While Solyndra still makes headlines, last week brought yet another “scandal” that truly isn’t into the light.
According to EPA’s Inspector General (IG), EPA should have undertaken a different review process in developing the document that serves the 2009 endangerment finding and allows them to regulate GHGs under the Clean Air Act. EPA classified the document as a “technical support document.” The IG felt that EPA should have classified the document as a “highly influential scientific assessment,” which is required to undergo a greater amount of scientific review. Both the EPA and OMB, which establishes the peer-review guidelines for rulings such as endangerment finding, agree that the endangerment finding did not need this scrutiny is because it did not cover “new science.”

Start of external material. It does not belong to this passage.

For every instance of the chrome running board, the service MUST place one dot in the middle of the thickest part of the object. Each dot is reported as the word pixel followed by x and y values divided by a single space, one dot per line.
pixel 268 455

What’s more scandalous than this IG report is the way the story is being reported. Washington Post correspondent Juliet Elprin writes great environmental pieces. But in her piece about the IG’s report, she commits a fatal flaw, one that Mark Hertsgaard points out in his latest book Hot. The flaw is one of “journalistic balance.” Reporters will try to give due process to both sides of an issue. The problem with this technique is that it presents the issue in a distorted view, making it seems as though there is equal weight to both sides of an issue. In the case of climate change/global warming, 98% of the scientific community agrees that this is predicament is attributable to human activity and it requires action. But when one looks at the issue through the lense of the journalism, it may not seem as so.
With Elprin’s piece, one would think there is a much larger issue in play. The title, for one, is misleading. The article itself starts off by describing the IG’s report and then proceeding to say the EPA did not need the requirements of a highly influential scientific assessment. Nowhere does she mention that the EPA did follow all of the guidelines for a technical support document, which is how the document was classified. Only two-thirds into the piece does she mention that the agency actually met the legally requirements for issuing the finding.
So why is this an issue?
(For a better example of how to this issue should have been reported, try and access the article from Congressional Quarterly. It started by establishing—accurately—that EPA did the right thing.)